Tutti pensano sempre all’immagine luminosa della riviera romagnola d’estate e a un posto pieno di gioia, ma quando si torna a casa il palinsesto Mediaset è comunque sempre lo stesso, vogliamo parlare poi della robaccia che gira su Netflix ultimamente? Quando ci stacchiamo da quello schermo nero o da qualsiasi altra cosa che ci distrae e anestetizza dobbiamo nuovamente affrontare quei famosi demoni interiori; non importa se rappresentati da stress lavorativo, da una separazione e da una sempiterna inquietudine. Ogni persona combatte una personale guerra dalla nascita. Sullo stesso campo di gioco ci sono i Sedna e i Postvorta, ragazzi con cui siamo a stretto contatto sin dagli esordi dei nostri rispettivi progetti e a questo proposito c’è da dire che il nuovo lavoro lo stiamo scrivendo proprio con qualcuno che suona in una di queste band.
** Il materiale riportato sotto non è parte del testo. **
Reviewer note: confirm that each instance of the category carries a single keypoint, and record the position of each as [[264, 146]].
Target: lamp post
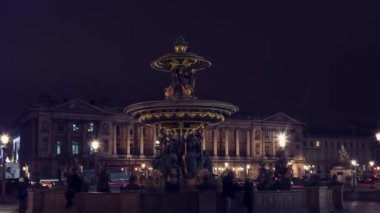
[[282, 139], [378, 136], [94, 147], [4, 138], [371, 165], [354, 164]]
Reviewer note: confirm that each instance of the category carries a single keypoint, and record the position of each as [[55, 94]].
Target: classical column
[[215, 141], [237, 141], [154, 136], [141, 140], [128, 139], [248, 143], [203, 140], [226, 136]]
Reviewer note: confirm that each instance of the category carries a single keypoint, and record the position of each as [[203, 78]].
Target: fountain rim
[[138, 108]]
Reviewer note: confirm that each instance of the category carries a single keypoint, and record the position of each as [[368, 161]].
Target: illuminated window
[[257, 149], [75, 147], [90, 127], [266, 134], [59, 148], [75, 127]]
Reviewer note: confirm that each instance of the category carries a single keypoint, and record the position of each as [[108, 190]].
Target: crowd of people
[[74, 182]]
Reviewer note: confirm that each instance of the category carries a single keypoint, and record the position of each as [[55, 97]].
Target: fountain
[[181, 117]]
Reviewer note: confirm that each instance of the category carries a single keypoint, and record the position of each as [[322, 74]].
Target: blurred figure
[[22, 194], [172, 180], [132, 185], [74, 185], [229, 189], [37, 184], [103, 180], [249, 199]]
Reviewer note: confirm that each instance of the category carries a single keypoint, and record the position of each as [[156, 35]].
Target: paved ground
[[362, 207], [8, 208], [351, 207]]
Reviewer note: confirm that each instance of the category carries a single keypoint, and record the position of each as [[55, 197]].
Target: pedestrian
[[103, 180], [37, 184], [249, 198], [229, 189], [132, 185], [74, 185], [22, 194]]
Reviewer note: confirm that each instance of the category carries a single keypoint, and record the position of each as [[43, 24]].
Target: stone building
[[322, 153], [56, 136]]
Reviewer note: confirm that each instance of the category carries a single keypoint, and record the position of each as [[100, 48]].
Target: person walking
[[229, 189], [22, 194], [249, 199], [74, 185]]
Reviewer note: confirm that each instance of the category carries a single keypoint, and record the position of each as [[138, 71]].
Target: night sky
[[319, 63]]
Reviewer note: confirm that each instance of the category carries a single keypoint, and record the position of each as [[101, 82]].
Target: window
[[106, 129], [75, 127], [60, 126], [257, 149], [91, 127], [257, 135], [45, 126], [267, 151], [75, 147], [45, 144], [105, 145], [266, 134], [59, 148]]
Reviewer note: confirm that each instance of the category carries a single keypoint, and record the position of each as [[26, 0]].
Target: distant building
[[322, 153], [54, 137]]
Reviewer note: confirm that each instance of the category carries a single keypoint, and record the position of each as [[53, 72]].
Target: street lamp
[[354, 164], [378, 136], [282, 139], [226, 165], [94, 147], [4, 138], [371, 163]]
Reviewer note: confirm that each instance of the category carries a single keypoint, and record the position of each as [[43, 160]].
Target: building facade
[[322, 153], [55, 137]]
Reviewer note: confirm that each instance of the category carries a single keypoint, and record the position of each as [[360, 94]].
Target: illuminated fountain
[[181, 117]]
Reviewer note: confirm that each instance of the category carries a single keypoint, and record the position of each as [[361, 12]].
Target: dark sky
[[317, 62]]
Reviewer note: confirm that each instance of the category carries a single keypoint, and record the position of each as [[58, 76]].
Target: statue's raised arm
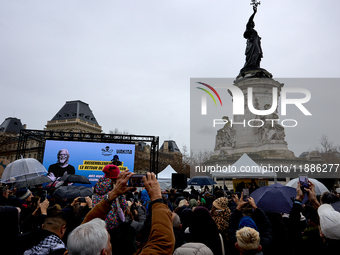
[[253, 50], [251, 19]]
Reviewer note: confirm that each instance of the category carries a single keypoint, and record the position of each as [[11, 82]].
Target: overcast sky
[[132, 61]]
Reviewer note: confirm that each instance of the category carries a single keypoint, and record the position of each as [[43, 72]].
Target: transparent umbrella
[[38, 180], [319, 186], [23, 170]]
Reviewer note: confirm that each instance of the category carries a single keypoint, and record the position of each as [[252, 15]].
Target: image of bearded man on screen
[[62, 167]]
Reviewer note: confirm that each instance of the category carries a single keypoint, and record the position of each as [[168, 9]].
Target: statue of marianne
[[253, 50]]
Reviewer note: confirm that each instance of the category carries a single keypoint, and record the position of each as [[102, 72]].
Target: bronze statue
[[253, 51]]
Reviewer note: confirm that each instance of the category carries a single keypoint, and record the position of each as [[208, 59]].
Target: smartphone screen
[[81, 200], [303, 179], [136, 180], [43, 196], [245, 194]]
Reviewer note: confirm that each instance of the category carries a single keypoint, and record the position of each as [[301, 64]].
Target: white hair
[[248, 238], [88, 239]]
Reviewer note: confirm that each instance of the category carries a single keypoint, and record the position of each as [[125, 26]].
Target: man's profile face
[[63, 156]]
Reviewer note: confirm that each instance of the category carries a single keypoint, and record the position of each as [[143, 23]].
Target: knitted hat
[[246, 221], [23, 193], [111, 171], [329, 221], [221, 203], [193, 203]]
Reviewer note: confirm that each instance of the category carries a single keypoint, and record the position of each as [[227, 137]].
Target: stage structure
[[40, 137]]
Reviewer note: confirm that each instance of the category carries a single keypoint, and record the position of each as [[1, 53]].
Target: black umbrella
[[72, 192], [274, 198], [74, 178]]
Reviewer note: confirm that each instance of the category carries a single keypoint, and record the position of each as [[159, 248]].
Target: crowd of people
[[118, 219]]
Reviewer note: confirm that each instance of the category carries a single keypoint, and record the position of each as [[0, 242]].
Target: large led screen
[[86, 158]]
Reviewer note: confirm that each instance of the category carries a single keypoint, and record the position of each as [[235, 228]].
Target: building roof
[[76, 110], [172, 146], [11, 125]]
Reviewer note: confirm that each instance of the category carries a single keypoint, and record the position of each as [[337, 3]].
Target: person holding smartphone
[[104, 186]]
Ecco, parlando della stesura del materiale, come nascono i vostri pezzi? Siete un gruppo da sala prove, oppure costruite a monte, e vi trovate a suonare solo quando avete già qualcosa di pronto?
Nel corso degli anni abbiamo adottato diversi metodi. Il più delle volte può capitare che alcuni di noi si incontrino per confrontare idee da sviluppare collettivamente in sala prove, registriamo sempre quel che ci frulla in testa e ragioniamo su come migliorare il risultato.
Malice è uscito per Argonauta, etichetta che è un po’ il riferimento italiano per determinati suoni. Com’è iniziata la vostra collaborazione?
Abbiamo conosciuto Gero quando abbiamo suonato a Genova in compagnia dei nostri amici NAAT. Qualche anno dopo abbiamo pensato che fosse una buona idea fargli ascoltare il nostro album di debutto e così confrontandoci con lui siamo riusciti a pianificare il parto indemoniato di Malice. Siamo davvero contenti di avere finalmente racchiuso in un album tutte le cose che ci portavamo dentro da troppo tempo.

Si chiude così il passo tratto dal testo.